CMPS is a Computational Fluid Dynamics (CFD) simulation software being developed in partnership with ROKETSAN Missile Industries with unique capabilities. CMPS and Hydro are based on the same framework with different solvers. CMPS has a unique ability to solve all equations describing different physical phenomena in a fully/strongly coupled manner. This provides real-time accuracy for complex dynamic simulations. This also provides robustness and fast convergence rates for steady-state calculations due to the fully implicit coupled solution of coupled physics flow.

Granular flow of boron particles in a ducted rocket fuel gas generator.

CMPS Solver Key Features

  • Real fully implicit, coupled and explicit solvers

  • Ability to solve from incompressible limit to hypersonic speed regimes

  • Templated C++ code providing full vectorization for modern CPUs

  • High performance, distributed memory parallel computing with fast data packing and passing algorithms


Alumina particle distribution during missile launch (Proprietary of ROKETSAN)

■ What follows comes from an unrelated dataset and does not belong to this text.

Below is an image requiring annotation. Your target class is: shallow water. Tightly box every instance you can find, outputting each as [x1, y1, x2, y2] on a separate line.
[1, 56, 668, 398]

Current Capabilities of CMPS Solver

  • Strongly coupled, fully implicit, and time-accurate explicit primitive-based solvers

  • Time derivative preconditioning for all speed regimes

  • Strongly coupled conjugate heat transfer solution

  • Turbulent flows and turbulent heat transfer with hybrid SST-kw RANS solvers and y+ insensitive momentum and thermal boundary wall treatments

  • Species transport and combustion

  • Robust particle solver

  • High performance, distributed memory parallel computing with fast data packing and passing algorithms on modern clusters and supercomputers

  • Second-order spatial discretization

  • AUSM+_up and HLLC flux solvers

  • High performance, vectorized block AMG, and GMRES linear solvers

  • Mass flow, stagnation, far-field, pressure inlet, and outlet boundary conditions

  • Robust unique fully coupled dispersed particle and granular solver

  • CGNS and HDF5 compatibility

Capabilities Being Developed and Tested

  • Particle coalescence and breakup with interfacial area transport methods

  • Turbulent combustion

  • Volume of fluid methods for multiphase flows

  • Large eddy simulation

  • Detailed radiation heat transfer models